Tuesday, May 19, 2009



Montauk Weather: Tuesday was clear and mild after many days of low clouds and occasional small storms. For the next three days the sun may shine; the low eighties is possible by Thursday. At Tuesday noon the ocean waves were reported at 2.3 feet, air temperature 66 degrees, water 57.3 degrees, wind 4 MPH from the northwest, cloudless sky to horizon lines. Sunset 1800.


Backhanders


Anti-snob snobbery is a beloved Montauk character flaw, so the Gosman Family (who own Gosman’s Dock restaurants and markets) paid for an ad in The Easthampton Star [May 14, 2009] that shows the scruffy dog from Wizard of Oz standing beside a wood-slat lobster trap and the words:


Friendly waitresses,

food you can pronounce,

killer views

and plenty of parking. ~


Toto, I have a feeling we’re not in the Hamptons any more.”


The End’s First Montauk History Editor


People named Fields have walked, fished and sailed in Montauk since 1639 or so.

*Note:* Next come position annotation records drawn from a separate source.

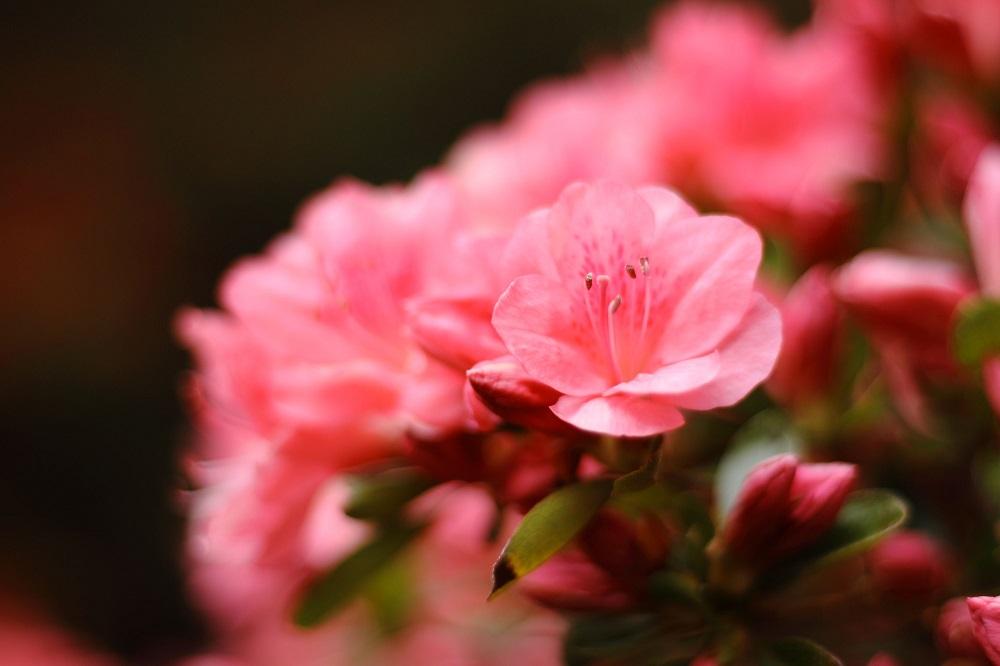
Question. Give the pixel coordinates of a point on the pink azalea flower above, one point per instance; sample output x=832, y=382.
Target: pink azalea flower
x=907, y=306
x=784, y=506
x=954, y=632
x=450, y=622
x=982, y=218
x=985, y=614
x=582, y=128
x=811, y=341
x=909, y=565
x=777, y=130
x=964, y=36
x=640, y=308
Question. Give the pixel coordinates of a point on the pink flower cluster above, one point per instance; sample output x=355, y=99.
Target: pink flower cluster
x=549, y=309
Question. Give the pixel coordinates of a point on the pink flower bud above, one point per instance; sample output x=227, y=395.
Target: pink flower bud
x=456, y=331
x=985, y=615
x=811, y=341
x=906, y=303
x=507, y=390
x=955, y=636
x=627, y=549
x=909, y=565
x=571, y=581
x=784, y=506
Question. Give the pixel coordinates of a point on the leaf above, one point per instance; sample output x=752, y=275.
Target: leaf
x=382, y=496
x=800, y=652
x=867, y=516
x=765, y=435
x=977, y=333
x=348, y=578
x=550, y=525
x=634, y=639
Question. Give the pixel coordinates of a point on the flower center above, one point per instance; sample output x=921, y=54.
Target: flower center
x=625, y=360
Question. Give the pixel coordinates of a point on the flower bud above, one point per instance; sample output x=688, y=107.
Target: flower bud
x=811, y=341
x=985, y=616
x=909, y=565
x=508, y=391
x=571, y=581
x=784, y=506
x=456, y=331
x=955, y=636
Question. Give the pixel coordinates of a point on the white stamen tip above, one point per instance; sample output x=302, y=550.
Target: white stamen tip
x=615, y=304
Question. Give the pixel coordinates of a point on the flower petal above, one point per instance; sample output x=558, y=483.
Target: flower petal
x=676, y=378
x=536, y=322
x=619, y=415
x=982, y=217
x=705, y=283
x=746, y=358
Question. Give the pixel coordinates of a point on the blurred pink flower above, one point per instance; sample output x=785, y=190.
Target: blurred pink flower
x=583, y=128
x=962, y=35
x=640, y=307
x=910, y=565
x=778, y=130
x=812, y=332
x=982, y=218
x=954, y=632
x=985, y=615
x=450, y=621
x=951, y=134
x=785, y=505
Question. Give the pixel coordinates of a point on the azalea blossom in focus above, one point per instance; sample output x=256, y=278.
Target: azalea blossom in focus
x=639, y=308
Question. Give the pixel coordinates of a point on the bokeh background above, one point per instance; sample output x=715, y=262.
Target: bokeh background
x=143, y=148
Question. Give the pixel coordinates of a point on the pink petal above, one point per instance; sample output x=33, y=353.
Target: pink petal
x=991, y=377
x=982, y=217
x=536, y=320
x=598, y=229
x=746, y=358
x=708, y=267
x=681, y=377
x=619, y=415
x=456, y=331
x=985, y=612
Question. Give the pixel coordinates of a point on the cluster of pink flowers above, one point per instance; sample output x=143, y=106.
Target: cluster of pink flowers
x=677, y=421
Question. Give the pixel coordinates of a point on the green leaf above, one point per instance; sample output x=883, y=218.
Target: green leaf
x=867, y=516
x=634, y=639
x=800, y=652
x=382, y=496
x=391, y=594
x=550, y=525
x=346, y=580
x=765, y=435
x=977, y=333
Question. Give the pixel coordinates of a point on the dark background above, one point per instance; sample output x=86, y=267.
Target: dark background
x=143, y=148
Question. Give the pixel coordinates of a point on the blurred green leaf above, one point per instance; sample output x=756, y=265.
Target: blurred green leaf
x=335, y=589
x=977, y=333
x=382, y=496
x=550, y=525
x=634, y=639
x=391, y=595
x=765, y=435
x=867, y=516
x=799, y=652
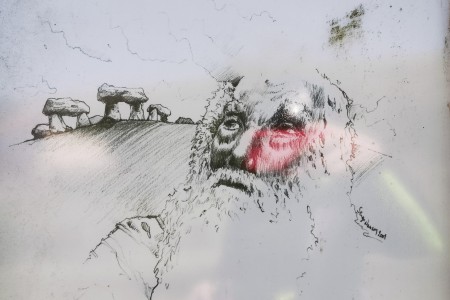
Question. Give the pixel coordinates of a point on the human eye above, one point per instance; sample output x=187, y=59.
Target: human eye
x=231, y=124
x=285, y=127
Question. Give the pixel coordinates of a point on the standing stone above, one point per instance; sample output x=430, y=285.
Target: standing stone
x=111, y=96
x=157, y=112
x=83, y=120
x=137, y=112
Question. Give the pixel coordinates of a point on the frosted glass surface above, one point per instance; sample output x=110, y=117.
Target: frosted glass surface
x=356, y=207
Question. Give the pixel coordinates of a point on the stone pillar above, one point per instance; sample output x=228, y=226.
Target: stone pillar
x=112, y=111
x=56, y=123
x=136, y=112
x=83, y=120
x=153, y=115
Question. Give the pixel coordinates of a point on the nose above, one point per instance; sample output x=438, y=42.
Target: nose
x=239, y=156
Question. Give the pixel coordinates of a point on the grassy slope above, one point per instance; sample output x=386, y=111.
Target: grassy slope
x=62, y=194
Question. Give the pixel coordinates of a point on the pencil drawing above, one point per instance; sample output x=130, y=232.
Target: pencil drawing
x=256, y=155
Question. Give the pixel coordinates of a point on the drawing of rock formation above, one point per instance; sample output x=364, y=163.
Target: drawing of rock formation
x=56, y=108
x=41, y=131
x=157, y=112
x=111, y=96
x=95, y=119
x=182, y=120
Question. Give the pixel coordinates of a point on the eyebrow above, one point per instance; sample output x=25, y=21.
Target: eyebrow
x=283, y=115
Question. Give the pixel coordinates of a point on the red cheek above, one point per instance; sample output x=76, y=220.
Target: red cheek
x=274, y=150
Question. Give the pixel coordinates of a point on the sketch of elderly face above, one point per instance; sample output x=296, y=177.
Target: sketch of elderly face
x=266, y=132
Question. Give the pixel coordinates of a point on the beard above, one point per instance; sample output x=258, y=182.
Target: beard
x=236, y=205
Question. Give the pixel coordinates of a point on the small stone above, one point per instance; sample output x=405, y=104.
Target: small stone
x=83, y=120
x=182, y=120
x=41, y=131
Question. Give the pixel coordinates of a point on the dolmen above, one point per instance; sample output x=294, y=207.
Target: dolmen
x=111, y=96
x=157, y=112
x=182, y=120
x=56, y=109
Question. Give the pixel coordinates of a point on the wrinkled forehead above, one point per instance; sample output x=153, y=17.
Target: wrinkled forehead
x=261, y=104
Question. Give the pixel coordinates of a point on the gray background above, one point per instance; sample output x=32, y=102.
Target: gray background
x=176, y=50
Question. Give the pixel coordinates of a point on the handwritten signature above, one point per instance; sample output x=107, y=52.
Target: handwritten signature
x=363, y=221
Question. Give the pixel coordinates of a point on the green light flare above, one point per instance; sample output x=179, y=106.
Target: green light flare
x=413, y=209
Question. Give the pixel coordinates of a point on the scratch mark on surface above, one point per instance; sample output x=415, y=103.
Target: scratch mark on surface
x=63, y=34
x=375, y=108
x=255, y=15
x=52, y=89
x=141, y=57
x=215, y=6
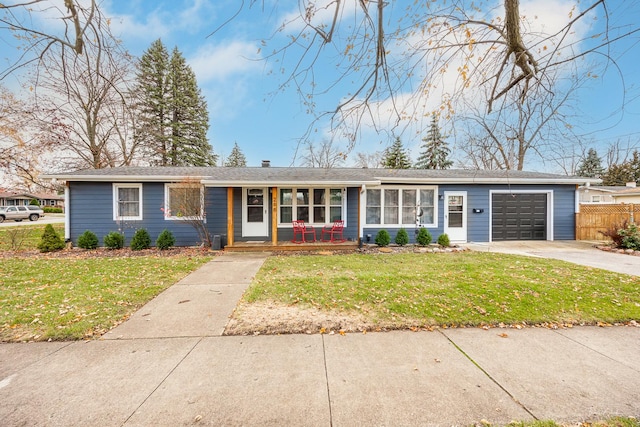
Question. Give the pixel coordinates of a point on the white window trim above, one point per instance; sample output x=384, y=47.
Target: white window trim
x=327, y=205
x=167, y=213
x=434, y=188
x=116, y=217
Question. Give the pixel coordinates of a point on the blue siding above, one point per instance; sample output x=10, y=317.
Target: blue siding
x=91, y=208
x=478, y=224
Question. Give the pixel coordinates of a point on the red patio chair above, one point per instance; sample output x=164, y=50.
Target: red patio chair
x=299, y=228
x=334, y=231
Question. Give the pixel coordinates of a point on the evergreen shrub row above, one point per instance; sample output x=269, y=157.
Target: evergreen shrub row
x=402, y=238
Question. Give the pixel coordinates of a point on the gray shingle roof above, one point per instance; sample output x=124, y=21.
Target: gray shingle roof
x=223, y=176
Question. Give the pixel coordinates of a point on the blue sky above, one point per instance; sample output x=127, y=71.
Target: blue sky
x=239, y=85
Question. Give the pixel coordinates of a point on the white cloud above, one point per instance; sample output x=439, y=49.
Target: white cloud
x=320, y=13
x=219, y=62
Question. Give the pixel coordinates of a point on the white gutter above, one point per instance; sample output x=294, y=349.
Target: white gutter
x=269, y=183
x=488, y=180
x=125, y=178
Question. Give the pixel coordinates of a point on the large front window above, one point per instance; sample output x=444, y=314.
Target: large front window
x=311, y=205
x=401, y=206
x=183, y=202
x=127, y=202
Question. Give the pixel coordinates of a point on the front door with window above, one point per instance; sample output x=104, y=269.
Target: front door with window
x=255, y=212
x=455, y=215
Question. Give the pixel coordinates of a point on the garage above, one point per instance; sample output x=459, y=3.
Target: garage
x=519, y=216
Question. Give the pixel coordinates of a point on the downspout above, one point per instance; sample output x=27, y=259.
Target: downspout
x=361, y=211
x=67, y=219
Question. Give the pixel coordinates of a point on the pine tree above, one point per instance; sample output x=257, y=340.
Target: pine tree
x=395, y=157
x=591, y=166
x=236, y=159
x=622, y=173
x=435, y=149
x=173, y=117
x=153, y=102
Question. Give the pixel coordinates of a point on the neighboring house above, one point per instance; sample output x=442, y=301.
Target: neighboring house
x=630, y=194
x=598, y=193
x=23, y=199
x=259, y=204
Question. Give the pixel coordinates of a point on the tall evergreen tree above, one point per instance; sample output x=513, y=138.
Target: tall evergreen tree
x=236, y=159
x=591, y=166
x=435, y=151
x=396, y=157
x=173, y=117
x=622, y=173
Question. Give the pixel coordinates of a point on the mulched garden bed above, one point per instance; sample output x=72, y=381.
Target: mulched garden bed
x=110, y=253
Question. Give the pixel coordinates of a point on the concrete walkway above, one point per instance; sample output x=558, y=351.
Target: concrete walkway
x=169, y=366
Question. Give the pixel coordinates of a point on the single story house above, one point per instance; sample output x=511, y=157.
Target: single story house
x=598, y=193
x=258, y=204
x=631, y=194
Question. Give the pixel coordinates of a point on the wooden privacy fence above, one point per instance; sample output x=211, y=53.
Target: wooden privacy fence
x=594, y=218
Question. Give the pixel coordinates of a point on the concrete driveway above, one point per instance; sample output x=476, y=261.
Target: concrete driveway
x=575, y=251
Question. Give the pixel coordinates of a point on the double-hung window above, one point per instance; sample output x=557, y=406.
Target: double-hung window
x=401, y=206
x=183, y=202
x=127, y=202
x=311, y=205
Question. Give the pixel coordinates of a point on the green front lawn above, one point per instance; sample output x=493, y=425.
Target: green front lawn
x=75, y=298
x=403, y=290
x=24, y=237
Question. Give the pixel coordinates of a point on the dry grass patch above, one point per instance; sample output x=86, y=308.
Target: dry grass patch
x=307, y=293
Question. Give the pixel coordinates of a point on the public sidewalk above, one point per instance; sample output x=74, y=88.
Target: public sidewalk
x=176, y=369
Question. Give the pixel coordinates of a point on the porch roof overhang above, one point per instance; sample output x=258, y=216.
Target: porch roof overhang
x=310, y=177
x=297, y=183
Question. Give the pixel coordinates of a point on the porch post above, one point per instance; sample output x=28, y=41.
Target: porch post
x=274, y=216
x=230, y=226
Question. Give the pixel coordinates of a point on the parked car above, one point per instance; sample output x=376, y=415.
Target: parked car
x=37, y=209
x=18, y=213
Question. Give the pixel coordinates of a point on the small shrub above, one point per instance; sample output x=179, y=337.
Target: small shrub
x=165, y=240
x=50, y=240
x=141, y=240
x=613, y=233
x=49, y=209
x=402, y=237
x=443, y=240
x=630, y=237
x=383, y=238
x=424, y=237
x=88, y=240
x=16, y=237
x=114, y=240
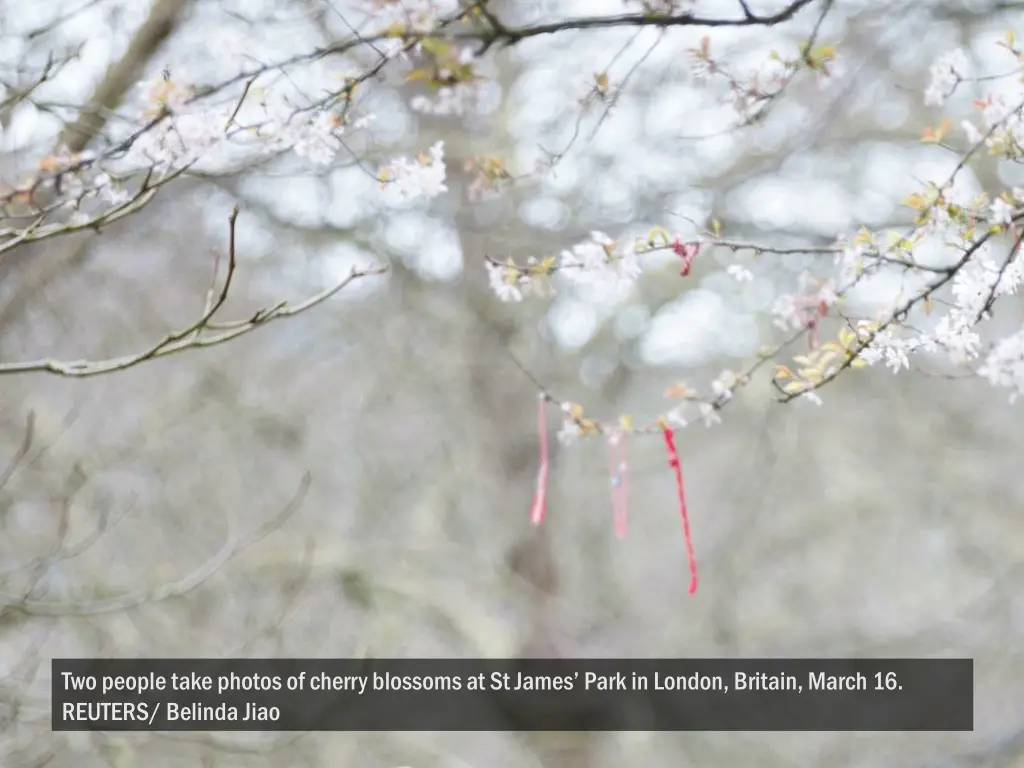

William Fields, who can trace his umpteenth Fields grandfather back to the settlement of Gardiner’s Island by Lion Gardiner and his English shipmates, believes that in Montauk are some of the wildest and strangest people on earth. He is an electrical engineer; he has served in the army, fixed the enormous missile-directing NORAD radar during the Cold War; he’s seen the world. His knowledge of Montauk is encyclopedic, and he has a hypothesis that Montauk is weird because of its geography.


If you will notice,” he says, “Montauk is on a point of land that sticks out into the sea like the prow of a ship. In that way it’s like Key West, and Cape Hatteras, Cape May, Cape Cod. They’ve all got something about the people in common, and you know what it is but it’s hard to put into words. I think certain kinds of people are attracted by some unknown power, maybe even electrical, to little hooks of land sticking out into the sea. The people who live in Montauk are so crazy you can only marvel that they can exist in this world, but a lot of them do, mostly by pretending to be normal human beings when they get west of the Napeague Stretch.”


It turns out Bill Fields, who is a home appliance doctor (who makes house calls), knows and loves almost every weird Montauk creature he’s come across. He has agreed to help The End find and tell good Montauk stories, and as a sideline, to let us in on the world of electrical appliances and how to get the best out of them.


He has a bit of money-saving advice for those who have clothing washers in their home: “Use about half or less of the detergent you now use, no matter how little you use. If you get any more than an inch of foam on the wash water, you’ve got too much. The rinse cycle can’t deal with it. Your towels and clothes sop up the detergent and you can’t get it out. It dries on the clothing in the dryer. Next time you wash, you’ll find that even without adding any detergent at all, your clothes have enough soap in them to make an inch or more foam, which is more than enough for almost any wash. Take the tip. You’ll save money and improve the environment.”


Leadership Lesson


"Don't you be put out by anything," the Captain continued, mumbling rather fast. "Keep her facing it. They may say what they like, but the heaviest seas run with the wind. Facing it -- always facing it -- that's the way to get through. You are a young sailor. Face it. That's enough for any man. Keep a cool head."